Raiponce

10032011

Lorsque Flynn Rider, le bandit le plus recherché du royaume, se réfugie dans une mystérieuse tour, il se retrouve pris en otage par Raiponce, une belle et téméraire jeune fille à l’impressionnante chevelure de 20 mètres de long, gardée prisonnière par Mère Gothel. L’étonnante geôlière de Flynn cherche un moyen de sortir de cette tour où elle est enfermée depuis des années. Elle passe alors un accord avec le séduisant brigand…

raiponce

Fausses valeurs, une fois n’est pas coutume, se plonge dans du Disney. Attention…

Raiponce est un film très réussi. Il renouvelle la recette magique du comte de fée qui fonctionne, avec son lot de malédiction-bénédiction, sa princesse enfermée dans une tour, son prince, etc. Le film est rythmé et tient en haleine avec ces personnages et ses situations hautes en couleur.

La réussite du film tient sans doute à sa solide histoire, qui puise ses racines dans la psychologie parfaitement retranscrite d’une relation mère/fille, à quelques détails près bien sûr. Les cheveux symbolisent l’enfance ; ils perdent leur magie une fois coupés… La petite fleur n’est pas très loin. La pureté de Raiponce, quasiment par projection, garantit la jeunesse de l’affreuse marâtre qui pourrait être une mère réelle terrifiée par la vieillesse, ou par le fait que sa fille chérie devienne une femme ; Le film se déroule le jour de l’anni’ des dix huit ans de l’héroïne, et devinez quoi… ce n’est pas pour rien. La mère est sans doute le personnage le plus réussi du métrage. Et tout le monde le sait : un bon méchant fait souvent un bon film. Avec son apparence de sorcière qui apparait comme un clin d’œil assumé à la sorcière de banche neige, avec sa cape noir et son panier de pomme, elle est un personnage emblématique et pourtant nouveau, parfaitement dessiné et inquiétant, envoûtant de maturité et d’intelligence qui agit comme un contrepoint solide et terrifiant avec l’innocente Raiponce qui ne connaît rien du monde. La protection de la mère n’est jamais loin de la méchanceté du monstre et les deux se confondent très habilement. Les chansons réussies mettent parfaitement en valeur cette ambiguïté.

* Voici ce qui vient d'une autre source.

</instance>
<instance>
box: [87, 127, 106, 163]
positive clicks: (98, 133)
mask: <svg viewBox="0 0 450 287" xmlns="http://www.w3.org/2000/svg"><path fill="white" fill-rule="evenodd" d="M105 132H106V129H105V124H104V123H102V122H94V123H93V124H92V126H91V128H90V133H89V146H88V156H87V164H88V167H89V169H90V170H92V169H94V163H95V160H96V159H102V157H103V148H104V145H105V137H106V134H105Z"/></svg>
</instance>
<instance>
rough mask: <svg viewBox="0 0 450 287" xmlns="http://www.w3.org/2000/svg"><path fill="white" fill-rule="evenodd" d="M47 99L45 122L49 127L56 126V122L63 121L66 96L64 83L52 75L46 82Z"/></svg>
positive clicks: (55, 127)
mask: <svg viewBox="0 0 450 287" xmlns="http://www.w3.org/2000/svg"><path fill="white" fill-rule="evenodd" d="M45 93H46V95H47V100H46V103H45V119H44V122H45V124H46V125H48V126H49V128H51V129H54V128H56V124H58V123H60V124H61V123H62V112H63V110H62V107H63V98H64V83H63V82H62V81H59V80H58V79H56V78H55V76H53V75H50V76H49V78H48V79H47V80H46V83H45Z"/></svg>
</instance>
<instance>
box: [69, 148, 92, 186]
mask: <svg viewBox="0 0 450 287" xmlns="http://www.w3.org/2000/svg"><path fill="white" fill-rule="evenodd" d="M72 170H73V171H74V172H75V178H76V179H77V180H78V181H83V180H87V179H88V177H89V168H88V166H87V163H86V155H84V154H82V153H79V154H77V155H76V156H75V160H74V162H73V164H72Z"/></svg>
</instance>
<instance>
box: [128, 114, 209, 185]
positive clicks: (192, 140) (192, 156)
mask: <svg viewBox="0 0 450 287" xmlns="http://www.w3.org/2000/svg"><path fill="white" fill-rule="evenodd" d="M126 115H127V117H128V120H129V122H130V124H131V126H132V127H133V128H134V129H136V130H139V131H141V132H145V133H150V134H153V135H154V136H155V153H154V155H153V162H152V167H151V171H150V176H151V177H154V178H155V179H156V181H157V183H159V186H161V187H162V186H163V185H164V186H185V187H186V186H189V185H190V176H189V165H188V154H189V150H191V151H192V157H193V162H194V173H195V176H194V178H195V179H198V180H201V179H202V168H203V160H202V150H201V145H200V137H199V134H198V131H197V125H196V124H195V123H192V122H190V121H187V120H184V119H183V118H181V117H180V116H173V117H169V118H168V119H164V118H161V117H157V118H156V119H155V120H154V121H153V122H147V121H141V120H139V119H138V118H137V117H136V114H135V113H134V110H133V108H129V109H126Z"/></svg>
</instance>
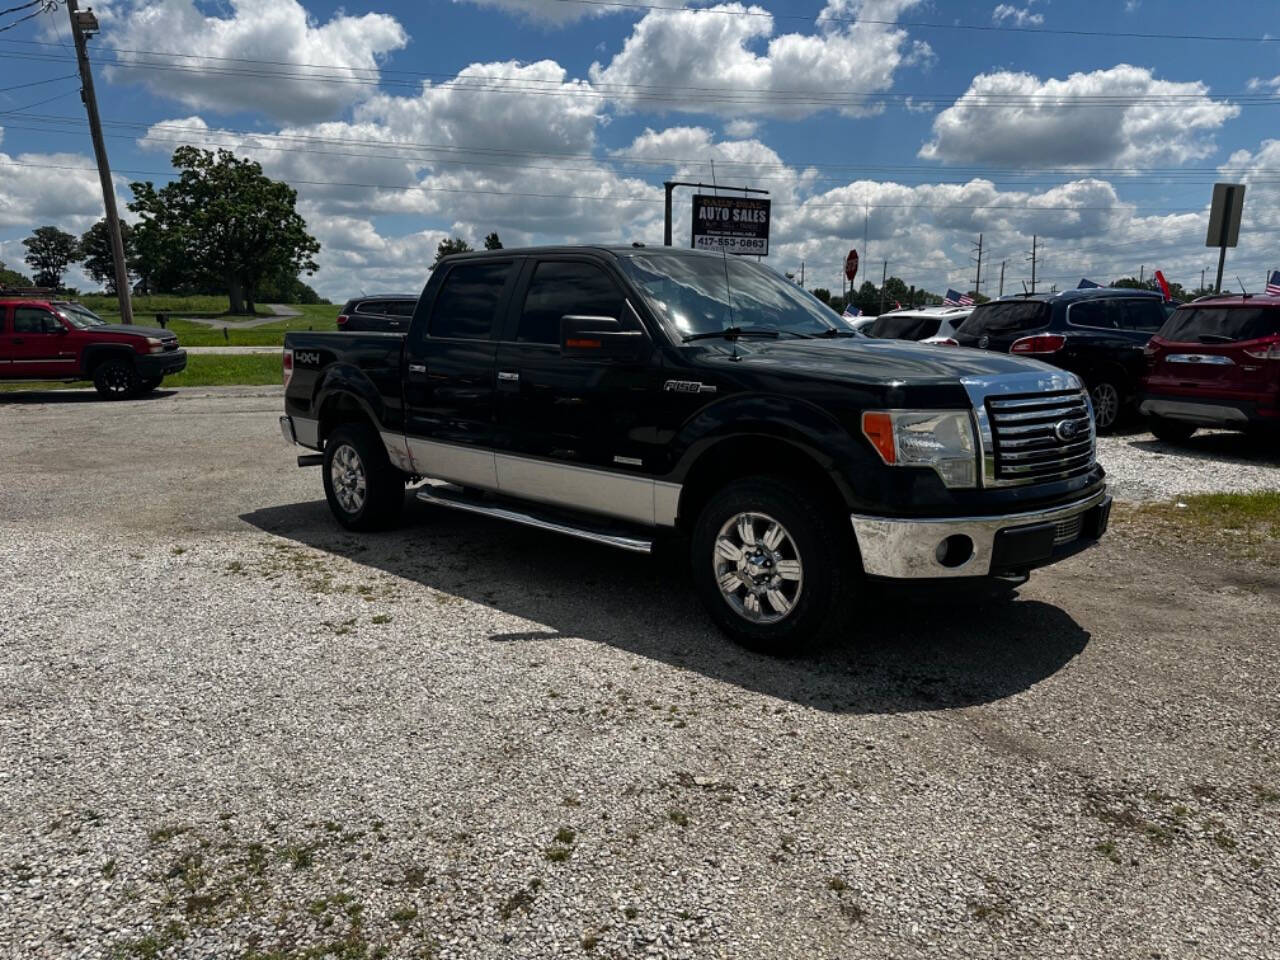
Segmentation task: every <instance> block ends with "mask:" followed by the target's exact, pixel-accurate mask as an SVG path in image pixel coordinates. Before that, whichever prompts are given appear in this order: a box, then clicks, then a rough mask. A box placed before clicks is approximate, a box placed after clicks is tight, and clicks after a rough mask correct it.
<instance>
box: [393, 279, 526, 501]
mask: <svg viewBox="0 0 1280 960" xmlns="http://www.w3.org/2000/svg"><path fill="white" fill-rule="evenodd" d="M517 262H518V261H517V260H516V259H509V260H476V261H466V260H463V261H460V262H456V264H451V265H447V266H445V268H444V269H445V273H444V275H443V279H442V282H440V284H439V285H438V287H435V289H434V292H433V293H431V296H430V300H429V302H428V301H426V300H424V302H422V303H421V310H422V312H424V314H425V316H424V317H422V319H424V323H419V324H416V325H415V328H413V330H412V332H411V334H410V335H408V338H407V342H406V344H404V434H406V440H407V444H408V448H410V454H411V457H412V458H413V466H415V468H416V470H417V471H419V472H421V474H422V475H425V476H433V477H439V479H442V480H451V481H453V483H457V484H463V485H466V486H479V488H484V489H494V488H497V485H498V481H497V474H495V470H494V457H493V445H492V444H493V435H494V417H495V410H497V408H495V393H494V381H495V378H494V360H495V357H497V351H498V319H499V316H502V315H503V311H504V310H506V306H507V302H508V300H509V297H511V288H512V285H513V282H515V276H516V274H517ZM433 279H434V278H433Z"/></svg>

Exit donc la sorcière proprement dite. L’utilisation des symboles, dans raiponce, est maîtrisée et limitée au fait de faire rêver, de plonger dans la féerie, sans jamais omettre la modernité qu’oblige le recul que l’on peut avoir aujourd’hui sur ce genre d’histoire, bref, sans jamais tomber dans du « gnangnan » ou du grossier. Il y est même question d’inconscient, ce qui montre bien que le public a évolué dans sa connaissance des relations humaines et de ses moteurs depuis la belle au bois dormant. Plus qu’un détail, c’était la condition pour adapter le genre du comte à notre époque et Disney l’a parfaitement compris.

Raiponce est une lecture nouvelle du comte de fée classique, remis au goût du jour avec l’image de synthèse, un VRAI DISNEY comme diraient certains, une formidable surprise en ce sens. Les petites filles vont rêver pendant mille ans devant Raiponce, et nuls doutes que le film deviendra culte et se transmettra de générations en générations. Les adultes apprécieront les qualités techniques du film et une magie premier-degré qui se fait rare, et qui devrait sans doute, après une longue ère de cynisme, revenir au goût du jour ( dans le sens où aujourd’hui on s’attend même à du cynisme. La solution revient à du premier degré est c’est tant mieux). Amis amoureux du rêve, espérons que d’autres s’inspirent de cette bonne compréhension d’un genre et d’une époque pour que la magie de leur rencontre opère encore, et profitons.